Back then, fighting a main event paid maybe $1,500. So the pay was okay. But I still retired from the ring in 1952. The reason was that my reflexes were gone. After that I went to work for General Electric, where I eventually became the first non-Caucasian to hold an executive position (auditor).

Yamaoka’s statement that The Ring never ranked him is not quite true, as in its February 1949 issue the magazine rated him as a Class 2 bantamweight. So, while he was not in the top ten, he was still well regarded enough to become the first California Nisei to earn main-event status as a boxer.


EDITOR'S NOTES

EN1. "Relocation center" is the official US government euphemism for the concentration camps to which it sent Japanese Americans during World War II. Poston was located about twelve miles south of Parker, Arizona, on the Colorado Indian Reservation. The local Apaches protested the use of their land for this purpose, not wanting to see others suffer the same injustice as they had suffered, but as usual the Army and the Bureau of Indian Affairs overruled them. The Poston building contractor was Del Webb, who had just finished building Luke Air Force Base and would later build Sun City. Visitors to Poston included newsman Chet Huntley, then of CBS News. For a description of the site, see Jeffery F. Burton, Mary M. Farrell, Florence B. Lord, and Richard W. Lord, Confinement and Ethnicity: An Overview of World War II Japanese American Relocation Sites (Tucson, AZ: Western Archaeological and Conservation Center, National Park Service, 1999). For hundreds of online photos of wartime Poston, go to http://www.nara.gov/nara/nail.html; next, go to NAIL standard search and use the keyword "Poston."

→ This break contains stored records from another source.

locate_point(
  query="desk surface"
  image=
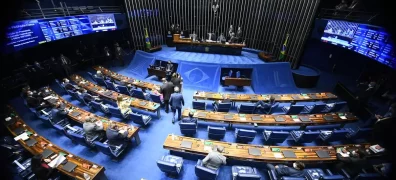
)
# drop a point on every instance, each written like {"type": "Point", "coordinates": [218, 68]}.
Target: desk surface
{"type": "Point", "coordinates": [43, 144]}
{"type": "Point", "coordinates": [241, 151]}
{"type": "Point", "coordinates": [132, 131]}
{"type": "Point", "coordinates": [131, 81]}
{"type": "Point", "coordinates": [264, 97]}
{"type": "Point", "coordinates": [136, 103]}
{"type": "Point", "coordinates": [263, 119]}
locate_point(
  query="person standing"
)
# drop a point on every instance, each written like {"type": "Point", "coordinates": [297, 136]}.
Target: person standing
{"type": "Point", "coordinates": [166, 90]}
{"type": "Point", "coordinates": [177, 102]}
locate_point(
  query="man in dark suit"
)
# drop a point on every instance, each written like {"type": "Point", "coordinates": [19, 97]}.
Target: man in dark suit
{"type": "Point", "coordinates": [282, 170]}
{"type": "Point", "coordinates": [166, 90]}
{"type": "Point", "coordinates": [177, 102]}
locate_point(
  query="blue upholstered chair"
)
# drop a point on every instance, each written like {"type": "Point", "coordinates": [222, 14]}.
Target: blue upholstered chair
{"type": "Point", "coordinates": [140, 119]}
{"type": "Point", "coordinates": [360, 133]}
{"type": "Point", "coordinates": [335, 135]}
{"type": "Point", "coordinates": [314, 109]}
{"type": "Point", "coordinates": [188, 128]}
{"type": "Point", "coordinates": [273, 137]}
{"type": "Point", "coordinates": [156, 98]}
{"type": "Point", "coordinates": [293, 109]}
{"type": "Point", "coordinates": [105, 149]}
{"type": "Point", "coordinates": [246, 108]}
{"type": "Point", "coordinates": [199, 105]}
{"type": "Point", "coordinates": [170, 164]}
{"type": "Point", "coordinates": [335, 107]}
{"type": "Point", "coordinates": [203, 172]}
{"type": "Point", "coordinates": [245, 173]}
{"type": "Point", "coordinates": [244, 135]}
{"type": "Point", "coordinates": [124, 90]}
{"type": "Point", "coordinates": [304, 136]}
{"type": "Point", "coordinates": [222, 107]}
{"type": "Point", "coordinates": [216, 132]}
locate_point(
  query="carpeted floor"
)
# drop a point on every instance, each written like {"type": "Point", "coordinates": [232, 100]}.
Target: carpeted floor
{"type": "Point", "coordinates": [140, 161]}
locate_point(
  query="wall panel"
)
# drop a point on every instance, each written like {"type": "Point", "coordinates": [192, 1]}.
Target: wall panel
{"type": "Point", "coordinates": [264, 23]}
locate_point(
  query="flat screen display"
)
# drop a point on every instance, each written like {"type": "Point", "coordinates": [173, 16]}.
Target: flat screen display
{"type": "Point", "coordinates": [29, 33]}
{"type": "Point", "coordinates": [370, 41]}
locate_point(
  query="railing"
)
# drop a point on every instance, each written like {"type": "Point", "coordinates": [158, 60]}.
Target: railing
{"type": "Point", "coordinates": [65, 10]}
{"type": "Point", "coordinates": [350, 15]}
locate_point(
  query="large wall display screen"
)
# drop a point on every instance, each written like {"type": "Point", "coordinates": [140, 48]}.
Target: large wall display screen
{"type": "Point", "coordinates": [370, 41]}
{"type": "Point", "coordinates": [29, 33]}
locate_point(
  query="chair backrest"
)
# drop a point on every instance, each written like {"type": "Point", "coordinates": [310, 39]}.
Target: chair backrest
{"type": "Point", "coordinates": [188, 128]}
{"type": "Point", "coordinates": [323, 127]}
{"type": "Point", "coordinates": [155, 98]}
{"type": "Point", "coordinates": [138, 94]}
{"type": "Point", "coordinates": [199, 105]}
{"type": "Point", "coordinates": [317, 108]}
{"type": "Point", "coordinates": [104, 148]}
{"type": "Point", "coordinates": [167, 167]}
{"type": "Point", "coordinates": [224, 107]}
{"type": "Point", "coordinates": [216, 132]}
{"type": "Point", "coordinates": [295, 109]}
{"type": "Point", "coordinates": [246, 108]}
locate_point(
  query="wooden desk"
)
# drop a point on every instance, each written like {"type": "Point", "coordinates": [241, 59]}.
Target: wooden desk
{"type": "Point", "coordinates": [241, 151]}
{"type": "Point", "coordinates": [264, 97]}
{"type": "Point", "coordinates": [112, 95]}
{"type": "Point", "coordinates": [237, 81]}
{"type": "Point", "coordinates": [42, 144]}
{"type": "Point", "coordinates": [133, 132]}
{"type": "Point", "coordinates": [269, 120]}
{"type": "Point", "coordinates": [131, 81]}
{"type": "Point", "coordinates": [156, 72]}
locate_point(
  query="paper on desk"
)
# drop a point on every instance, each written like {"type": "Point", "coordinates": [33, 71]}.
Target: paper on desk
{"type": "Point", "coordinates": [55, 163]}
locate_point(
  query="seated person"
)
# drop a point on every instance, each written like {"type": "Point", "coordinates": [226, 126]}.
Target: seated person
{"type": "Point", "coordinates": [40, 168]}
{"type": "Point", "coordinates": [123, 105]}
{"type": "Point", "coordinates": [282, 170]}
{"type": "Point", "coordinates": [93, 129]}
{"type": "Point", "coordinates": [214, 159]}
{"type": "Point", "coordinates": [190, 118]}
{"type": "Point", "coordinates": [261, 105]}
{"type": "Point", "coordinates": [116, 136]}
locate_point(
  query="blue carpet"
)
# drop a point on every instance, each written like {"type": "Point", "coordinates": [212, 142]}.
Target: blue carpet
{"type": "Point", "coordinates": [140, 161]}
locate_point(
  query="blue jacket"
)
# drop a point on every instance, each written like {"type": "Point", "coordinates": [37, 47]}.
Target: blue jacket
{"type": "Point", "coordinates": [176, 100]}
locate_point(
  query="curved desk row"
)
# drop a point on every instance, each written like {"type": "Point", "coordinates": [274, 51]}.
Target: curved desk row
{"type": "Point", "coordinates": [112, 95]}
{"type": "Point", "coordinates": [77, 114]}
{"type": "Point", "coordinates": [264, 97]}
{"type": "Point", "coordinates": [248, 152]}
{"type": "Point", "coordinates": [131, 81]}
{"type": "Point", "coordinates": [264, 119]}
{"type": "Point", "coordinates": [16, 124]}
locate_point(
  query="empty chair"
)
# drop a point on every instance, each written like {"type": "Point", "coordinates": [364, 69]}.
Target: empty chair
{"type": "Point", "coordinates": [360, 133]}
{"type": "Point", "coordinates": [293, 109]}
{"type": "Point", "coordinates": [138, 94]}
{"type": "Point", "coordinates": [245, 173]}
{"type": "Point", "coordinates": [188, 128]}
{"type": "Point", "coordinates": [335, 107]}
{"type": "Point", "coordinates": [304, 136]}
{"type": "Point", "coordinates": [244, 135]}
{"type": "Point", "coordinates": [222, 107]}
{"type": "Point", "coordinates": [203, 172]}
{"type": "Point", "coordinates": [199, 105]}
{"type": "Point", "coordinates": [105, 149]}
{"type": "Point", "coordinates": [140, 119]}
{"type": "Point", "coordinates": [170, 164]}
{"type": "Point", "coordinates": [246, 108]}
{"type": "Point", "coordinates": [216, 132]}
{"type": "Point", "coordinates": [273, 137]}
{"type": "Point", "coordinates": [315, 109]}
{"type": "Point", "coordinates": [336, 135]}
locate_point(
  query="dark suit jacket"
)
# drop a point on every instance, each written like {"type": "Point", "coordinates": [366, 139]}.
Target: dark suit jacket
{"type": "Point", "coordinates": [166, 90]}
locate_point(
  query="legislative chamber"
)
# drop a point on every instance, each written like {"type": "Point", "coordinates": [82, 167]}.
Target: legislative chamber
{"type": "Point", "coordinates": [210, 89]}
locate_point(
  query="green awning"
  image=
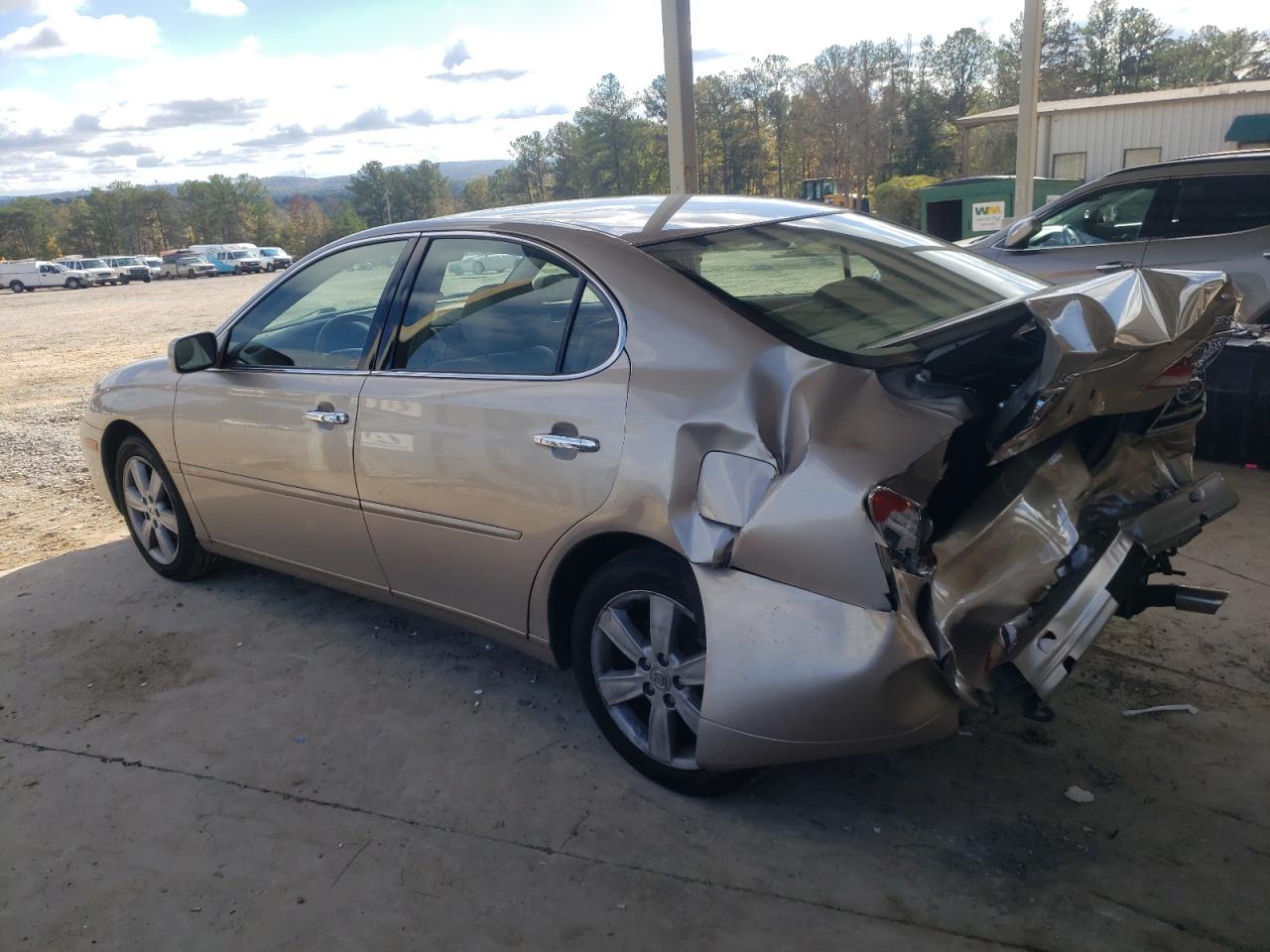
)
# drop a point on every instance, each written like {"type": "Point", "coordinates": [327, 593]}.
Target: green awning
{"type": "Point", "coordinates": [1250, 128]}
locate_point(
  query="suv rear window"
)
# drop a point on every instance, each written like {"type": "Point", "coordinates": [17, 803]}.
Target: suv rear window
{"type": "Point", "coordinates": [1218, 204]}
{"type": "Point", "coordinates": [835, 285]}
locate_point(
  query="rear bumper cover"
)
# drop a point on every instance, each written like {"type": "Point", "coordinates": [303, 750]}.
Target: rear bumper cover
{"type": "Point", "coordinates": [794, 675]}
{"type": "Point", "coordinates": [1062, 636]}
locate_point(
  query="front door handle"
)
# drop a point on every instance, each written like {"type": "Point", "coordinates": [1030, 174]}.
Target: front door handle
{"type": "Point", "coordinates": [559, 440]}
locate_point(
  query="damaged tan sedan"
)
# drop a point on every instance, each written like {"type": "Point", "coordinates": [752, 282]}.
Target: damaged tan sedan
{"type": "Point", "coordinates": [779, 483]}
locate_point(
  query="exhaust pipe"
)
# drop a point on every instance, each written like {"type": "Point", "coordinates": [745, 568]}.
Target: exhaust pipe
{"type": "Point", "coordinates": [1188, 598]}
{"type": "Point", "coordinates": [1184, 598]}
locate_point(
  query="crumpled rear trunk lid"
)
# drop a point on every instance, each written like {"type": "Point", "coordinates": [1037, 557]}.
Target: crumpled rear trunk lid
{"type": "Point", "coordinates": [1109, 343]}
{"type": "Point", "coordinates": [1091, 428]}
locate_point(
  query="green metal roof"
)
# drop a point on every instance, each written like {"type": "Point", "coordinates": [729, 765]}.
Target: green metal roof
{"type": "Point", "coordinates": [1250, 128]}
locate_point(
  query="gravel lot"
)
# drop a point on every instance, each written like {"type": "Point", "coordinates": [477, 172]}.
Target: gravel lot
{"type": "Point", "coordinates": [254, 762]}
{"type": "Point", "coordinates": [58, 344]}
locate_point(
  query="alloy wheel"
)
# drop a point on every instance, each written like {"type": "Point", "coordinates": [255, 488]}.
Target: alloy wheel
{"type": "Point", "coordinates": [150, 511]}
{"type": "Point", "coordinates": [648, 655]}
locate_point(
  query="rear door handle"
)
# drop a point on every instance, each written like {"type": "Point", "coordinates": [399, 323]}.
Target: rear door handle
{"type": "Point", "coordinates": [558, 440]}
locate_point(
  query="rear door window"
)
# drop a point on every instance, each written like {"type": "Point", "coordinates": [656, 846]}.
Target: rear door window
{"type": "Point", "coordinates": [321, 316]}
{"type": "Point", "coordinates": [1218, 204]}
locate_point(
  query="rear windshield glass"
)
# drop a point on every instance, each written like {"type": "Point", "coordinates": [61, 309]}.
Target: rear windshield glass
{"type": "Point", "coordinates": [835, 285]}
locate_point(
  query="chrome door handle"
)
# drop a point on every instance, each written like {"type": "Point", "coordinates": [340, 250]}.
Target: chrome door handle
{"type": "Point", "coordinates": [558, 440]}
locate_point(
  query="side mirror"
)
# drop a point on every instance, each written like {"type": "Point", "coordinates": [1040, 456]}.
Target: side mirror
{"type": "Point", "coordinates": [191, 353]}
{"type": "Point", "coordinates": [1021, 232]}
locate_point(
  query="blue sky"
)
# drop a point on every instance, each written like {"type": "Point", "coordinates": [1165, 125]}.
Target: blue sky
{"type": "Point", "coordinates": [98, 90]}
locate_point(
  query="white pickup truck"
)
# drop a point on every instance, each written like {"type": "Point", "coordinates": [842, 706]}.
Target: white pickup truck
{"type": "Point", "coordinates": [90, 271]}
{"type": "Point", "coordinates": [30, 275]}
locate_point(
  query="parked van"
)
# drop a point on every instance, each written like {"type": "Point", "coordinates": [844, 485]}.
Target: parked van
{"type": "Point", "coordinates": [130, 268]}
{"type": "Point", "coordinates": [177, 264]}
{"type": "Point", "coordinates": [275, 258]}
{"type": "Point", "coordinates": [91, 271]}
{"type": "Point", "coordinates": [31, 273]}
{"type": "Point", "coordinates": [238, 258]}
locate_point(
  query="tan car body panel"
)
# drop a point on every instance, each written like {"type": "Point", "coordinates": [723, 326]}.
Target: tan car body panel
{"type": "Point", "coordinates": [268, 481]}
{"type": "Point", "coordinates": [461, 504]}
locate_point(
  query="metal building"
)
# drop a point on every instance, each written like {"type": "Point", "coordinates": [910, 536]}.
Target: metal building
{"type": "Point", "coordinates": [1083, 139]}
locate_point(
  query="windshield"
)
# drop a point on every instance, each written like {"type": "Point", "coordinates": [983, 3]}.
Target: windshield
{"type": "Point", "coordinates": [835, 285]}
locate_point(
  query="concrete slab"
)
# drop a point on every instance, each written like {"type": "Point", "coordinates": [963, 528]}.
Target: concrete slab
{"type": "Point", "coordinates": [253, 762]}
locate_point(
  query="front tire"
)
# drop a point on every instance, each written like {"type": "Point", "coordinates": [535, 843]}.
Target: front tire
{"type": "Point", "coordinates": [639, 656]}
{"type": "Point", "coordinates": [157, 516]}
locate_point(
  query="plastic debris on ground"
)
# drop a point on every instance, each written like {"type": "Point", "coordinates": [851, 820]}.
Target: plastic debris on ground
{"type": "Point", "coordinates": [1161, 708]}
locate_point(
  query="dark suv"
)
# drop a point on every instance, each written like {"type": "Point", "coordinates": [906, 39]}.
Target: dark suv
{"type": "Point", "coordinates": [1207, 212]}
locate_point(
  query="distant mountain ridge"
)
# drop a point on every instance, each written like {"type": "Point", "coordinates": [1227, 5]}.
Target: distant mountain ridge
{"type": "Point", "coordinates": [284, 186]}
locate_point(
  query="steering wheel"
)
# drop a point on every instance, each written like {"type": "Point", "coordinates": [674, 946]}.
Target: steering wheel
{"type": "Point", "coordinates": [343, 334]}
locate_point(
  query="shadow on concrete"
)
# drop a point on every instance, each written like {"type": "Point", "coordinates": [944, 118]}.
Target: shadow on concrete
{"type": "Point", "coordinates": [263, 683]}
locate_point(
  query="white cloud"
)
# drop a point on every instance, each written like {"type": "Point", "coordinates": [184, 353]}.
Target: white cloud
{"type": "Point", "coordinates": [64, 32]}
{"type": "Point", "coordinates": [217, 8]}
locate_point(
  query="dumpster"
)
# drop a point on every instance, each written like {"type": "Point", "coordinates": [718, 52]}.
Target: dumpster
{"type": "Point", "coordinates": [961, 208]}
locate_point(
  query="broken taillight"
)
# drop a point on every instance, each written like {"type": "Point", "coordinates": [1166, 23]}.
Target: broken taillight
{"type": "Point", "coordinates": [1193, 365]}
{"type": "Point", "coordinates": [903, 527]}
{"type": "Point", "coordinates": [1176, 376]}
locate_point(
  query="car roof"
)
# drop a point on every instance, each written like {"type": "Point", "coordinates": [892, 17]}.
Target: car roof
{"type": "Point", "coordinates": [640, 218]}
{"type": "Point", "coordinates": [1243, 155]}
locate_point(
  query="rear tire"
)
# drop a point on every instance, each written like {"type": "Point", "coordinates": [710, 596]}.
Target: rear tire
{"type": "Point", "coordinates": [639, 658]}
{"type": "Point", "coordinates": [157, 516]}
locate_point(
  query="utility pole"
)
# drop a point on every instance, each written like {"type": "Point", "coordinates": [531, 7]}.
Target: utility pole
{"type": "Point", "coordinates": [1029, 75]}
{"type": "Point", "coordinates": [681, 121]}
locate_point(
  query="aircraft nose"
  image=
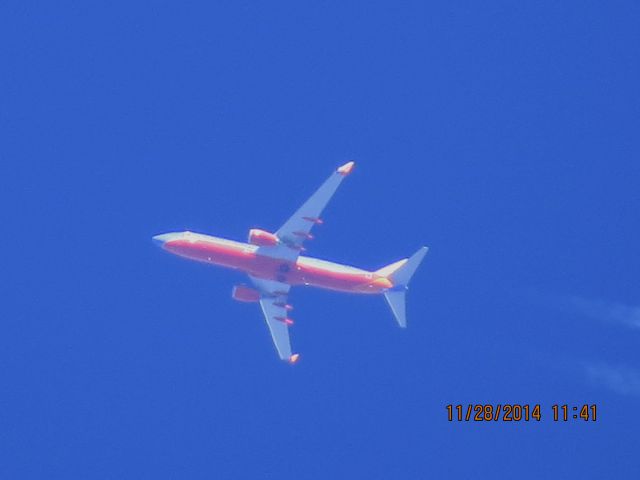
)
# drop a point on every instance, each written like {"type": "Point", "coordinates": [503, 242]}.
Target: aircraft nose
{"type": "Point", "coordinates": [161, 239]}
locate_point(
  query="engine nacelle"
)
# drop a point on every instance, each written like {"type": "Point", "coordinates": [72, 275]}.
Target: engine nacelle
{"type": "Point", "coordinates": [262, 238]}
{"type": "Point", "coordinates": [245, 294]}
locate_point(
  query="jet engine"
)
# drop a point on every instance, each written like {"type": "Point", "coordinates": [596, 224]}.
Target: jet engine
{"type": "Point", "coordinates": [245, 294]}
{"type": "Point", "coordinates": [262, 238]}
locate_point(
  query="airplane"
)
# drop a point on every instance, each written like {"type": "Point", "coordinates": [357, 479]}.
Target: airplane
{"type": "Point", "coordinates": [274, 264]}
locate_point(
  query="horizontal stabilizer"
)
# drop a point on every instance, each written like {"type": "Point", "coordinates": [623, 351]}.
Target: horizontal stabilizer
{"type": "Point", "coordinates": [396, 301]}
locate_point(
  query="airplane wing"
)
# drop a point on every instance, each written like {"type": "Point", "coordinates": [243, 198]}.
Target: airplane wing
{"type": "Point", "coordinates": [273, 301]}
{"type": "Point", "coordinates": [298, 228]}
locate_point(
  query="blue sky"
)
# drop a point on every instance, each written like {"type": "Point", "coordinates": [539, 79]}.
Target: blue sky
{"type": "Point", "coordinates": [504, 136]}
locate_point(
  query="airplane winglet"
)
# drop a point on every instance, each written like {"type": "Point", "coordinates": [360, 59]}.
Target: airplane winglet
{"type": "Point", "coordinates": [294, 358]}
{"type": "Point", "coordinates": [346, 169]}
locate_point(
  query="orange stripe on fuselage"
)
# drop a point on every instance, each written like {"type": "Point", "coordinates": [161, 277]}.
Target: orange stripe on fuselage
{"type": "Point", "coordinates": [306, 271]}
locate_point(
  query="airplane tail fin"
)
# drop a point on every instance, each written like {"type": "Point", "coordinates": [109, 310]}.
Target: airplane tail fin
{"type": "Point", "coordinates": [400, 274]}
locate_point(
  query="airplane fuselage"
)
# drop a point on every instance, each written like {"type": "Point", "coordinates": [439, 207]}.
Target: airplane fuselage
{"type": "Point", "coordinates": [247, 258]}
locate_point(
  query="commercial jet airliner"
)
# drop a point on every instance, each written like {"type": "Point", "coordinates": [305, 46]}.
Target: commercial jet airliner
{"type": "Point", "coordinates": [274, 264]}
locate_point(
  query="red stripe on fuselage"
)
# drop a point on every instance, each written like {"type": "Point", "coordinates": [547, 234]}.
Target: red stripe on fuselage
{"type": "Point", "coordinates": [242, 256]}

EN2. Stillman’s Gym was located at 919 Eighth Avenue in New York. Open seven days a week, including Christmas and Yom Kippur, its notable features included its smell, which writer Sam Toperoff said included every foul male odor ever made, and its pistol-packing gym manager Lou Ingber, who legally changed his name to Stillman and treated every fighter, champion or bum, the same -- badly. There was room around the gym’s two main rings for about 200 spectators. Fans, reporters, and trainers piled in for a 25¢ fee to watch up-and-coming fighters and former champions train. Stillman’s closed in 1959, a victim of televised boxing and the middle-class exodus to the suburbs. Selling the gym, Stillman told reporter Al Braverman several years later, was the worst thing he ever did, as it left him with nobody to talk to, nobody to abuse.